Ela se refere a leis e garantias determinadas e regulamentadas por iniciativa do Supremo Tribunal Federal (STF), que em 2011, reconheceu o casamento homoafetivo igualitário, permitindo a realização dos casamentos em cartórios, a adoção de crianças pelos casais e a inclusão dos companheiros em pensões, heranças, aposentadorias e planos de saúde. E em outra decisão, de 2018, a homofobia foi equiparada aos crimes de racismo previstos na Lei Caó (7.716/1989), com penas de até cinco anos de prisão.
A pesquisadora atribui esses resultados a “um pânico incutido na sociedade” de que o casamento igualitário “afrontaria” os valores morais cristãos e “ameaçaria” a existência da chamada “família tradicional”, baseada na heterossexualidade compulsória e no patriarcado. “A ordem moral conservadora estrutura discursos e práticas que se valem de uma retórica reacionária, como a “ideologia de gênero”, o “kit gay”, e movimentos “pró-família”, como estratégia política para obstaculizar pautas dos movimentos feministas e LGBTQIAP+”, pontua Daniela.
Para a doutoranda do PPGD, o resultado disso é uma sociedade cada vez mais intolerante e desigual, e uma democracia cada vez menos substantiva.
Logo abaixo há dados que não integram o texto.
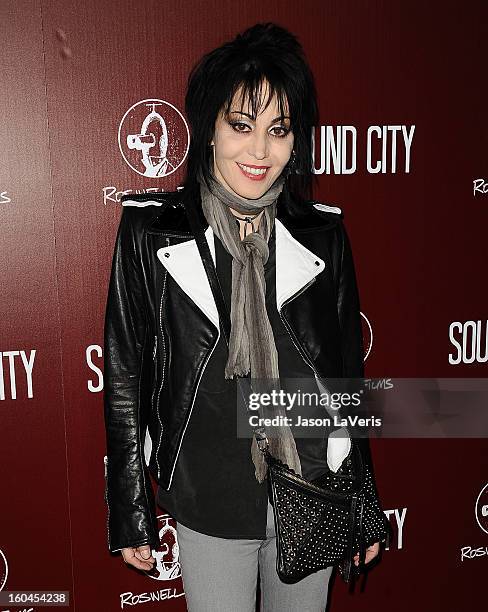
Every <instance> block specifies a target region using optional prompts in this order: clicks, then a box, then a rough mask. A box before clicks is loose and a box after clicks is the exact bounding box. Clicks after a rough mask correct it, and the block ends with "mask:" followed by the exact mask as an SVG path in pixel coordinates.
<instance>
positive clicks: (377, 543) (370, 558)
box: [354, 542, 380, 567]
mask: <svg viewBox="0 0 488 612" xmlns="http://www.w3.org/2000/svg"><path fill="white" fill-rule="evenodd" d="M379 552H380V543H379V542H375V543H374V544H371V546H368V547H367V548H366V558H365V559H364V563H365V564H366V563H369V562H370V561H371V559H374V558H375V557H376V555H377V554H378V553H379ZM354 565H355V566H356V567H357V566H358V565H359V553H356V555H355V556H354Z"/></svg>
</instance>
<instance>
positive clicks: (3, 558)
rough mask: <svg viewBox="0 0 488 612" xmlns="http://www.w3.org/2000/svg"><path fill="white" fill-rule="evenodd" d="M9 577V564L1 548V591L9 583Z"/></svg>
mask: <svg viewBox="0 0 488 612" xmlns="http://www.w3.org/2000/svg"><path fill="white" fill-rule="evenodd" d="M7 576H8V563H7V557H6V556H5V555H4V554H3V550H2V549H1V548H0V591H2V590H3V587H4V586H5V584H6V582H7Z"/></svg>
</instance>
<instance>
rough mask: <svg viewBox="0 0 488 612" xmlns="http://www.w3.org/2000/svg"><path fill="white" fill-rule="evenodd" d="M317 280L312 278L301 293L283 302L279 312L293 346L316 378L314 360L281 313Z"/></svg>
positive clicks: (316, 373)
mask: <svg viewBox="0 0 488 612" xmlns="http://www.w3.org/2000/svg"><path fill="white" fill-rule="evenodd" d="M316 280H317V278H316V277H315V276H314V277H313V278H312V280H311V281H310V282H308V283H307V284H306V285H304V286H303V287H302V288H301V289H300V290H299V291H297V293H295V294H294V295H292V296H291V297H289V298H288V299H287V300H285V301H284V302H283V304H282V305H281V307H280V309H279V310H278V312H279V315H280V319H281V320H282V322H283V324H284V326H285V327H286V329H287V331H288V335H289V336H290V338H291V340H292V342H293V344H294V345H295V346H296V348H297V350H298V352H299V353H300V355H301V356H302V358H303V360H304V361H305V363H306V364H307V365H308V366H309V367H310V368H311V369H312V371H313V373H314V375H315V377H317V371H316V369H315V367H314V364H313V361H312V359H311V358H310V357H309V355H308V354H307V353H306V352H305V351H304V350H303V348H302V346H301V345H300V343H299V342H298V339H297V337H296V336H295V333H294V332H293V331H292V329H291V326H290V324H289V323H288V320H287V319H286V317H285V315H284V314H282V313H281V311H282V309H283V307H284V306H286V305H287V304H289V303H290V302H291V301H292V300H294V299H295V298H297V297H298V296H299V295H301V294H302V293H303V292H304V291H305V290H306V289H308V287H310V285H312V284H313V283H314V282H315V281H316Z"/></svg>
Isso se comprova em dados relacionados à violência sofrida por esse público. O Observatório de Mortes e Violências LGBTI+ no Brasil registrou, em 2022, 273 assassinatos de pessoas LGBT+, incluindo 178 mulheres trans e travestis, o que dá uma média de um crime ocorrido a cada 32 horas – e coloca o Brasil como o país que mais mata transexuais em todo o mundo.
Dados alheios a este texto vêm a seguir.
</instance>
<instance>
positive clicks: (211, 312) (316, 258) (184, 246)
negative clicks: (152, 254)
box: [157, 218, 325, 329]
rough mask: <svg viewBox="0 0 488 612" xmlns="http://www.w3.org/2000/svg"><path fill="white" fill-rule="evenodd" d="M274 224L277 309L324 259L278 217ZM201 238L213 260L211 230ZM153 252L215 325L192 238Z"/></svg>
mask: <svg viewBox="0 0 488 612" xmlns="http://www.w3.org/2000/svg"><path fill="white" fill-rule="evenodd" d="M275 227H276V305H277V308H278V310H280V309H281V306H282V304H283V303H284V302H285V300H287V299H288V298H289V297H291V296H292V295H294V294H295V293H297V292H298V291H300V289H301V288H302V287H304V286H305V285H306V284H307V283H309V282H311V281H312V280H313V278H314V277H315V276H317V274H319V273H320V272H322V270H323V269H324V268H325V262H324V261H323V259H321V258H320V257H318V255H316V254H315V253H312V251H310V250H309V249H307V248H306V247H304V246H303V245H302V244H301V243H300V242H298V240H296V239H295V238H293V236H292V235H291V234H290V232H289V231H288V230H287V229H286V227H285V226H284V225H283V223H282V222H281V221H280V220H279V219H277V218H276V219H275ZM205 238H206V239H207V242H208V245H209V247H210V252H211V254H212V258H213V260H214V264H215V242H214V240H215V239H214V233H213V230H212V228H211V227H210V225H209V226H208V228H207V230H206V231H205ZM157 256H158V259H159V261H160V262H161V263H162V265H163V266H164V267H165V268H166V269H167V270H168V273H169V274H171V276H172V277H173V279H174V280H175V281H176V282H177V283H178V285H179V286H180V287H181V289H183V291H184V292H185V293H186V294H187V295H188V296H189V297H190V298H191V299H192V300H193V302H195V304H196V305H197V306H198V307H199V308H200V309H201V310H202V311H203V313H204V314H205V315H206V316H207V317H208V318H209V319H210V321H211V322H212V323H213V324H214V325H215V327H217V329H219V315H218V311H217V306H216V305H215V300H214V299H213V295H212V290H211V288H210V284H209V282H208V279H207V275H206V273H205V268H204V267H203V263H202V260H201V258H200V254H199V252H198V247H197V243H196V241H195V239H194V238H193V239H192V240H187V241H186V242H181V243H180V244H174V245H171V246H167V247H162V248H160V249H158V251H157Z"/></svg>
Um dos caminhos defendidos para conscientizar a população sobre um maior respeito à população LGBT está em um comprometimento maior do poder público com políticas públicas de enfrentamento efetivo da violência em razão do gênero e da sexualidade. “Não há como se falar em um Estado Democrático onde pessoas morrem em função de sua existência, onde não há distribuição igualitária de reconhecimento e direitos. Políticas de educação formal e informal sobre diversidade de gênero e sexualidade, formalização dos direitos conquistados pela via judicial, oportunidades de trabalho, acesso à justiça e à saúde são eixos a serem considerados na luta por uma agenda democrática de gênero e sexualidade”, conclui Daniela.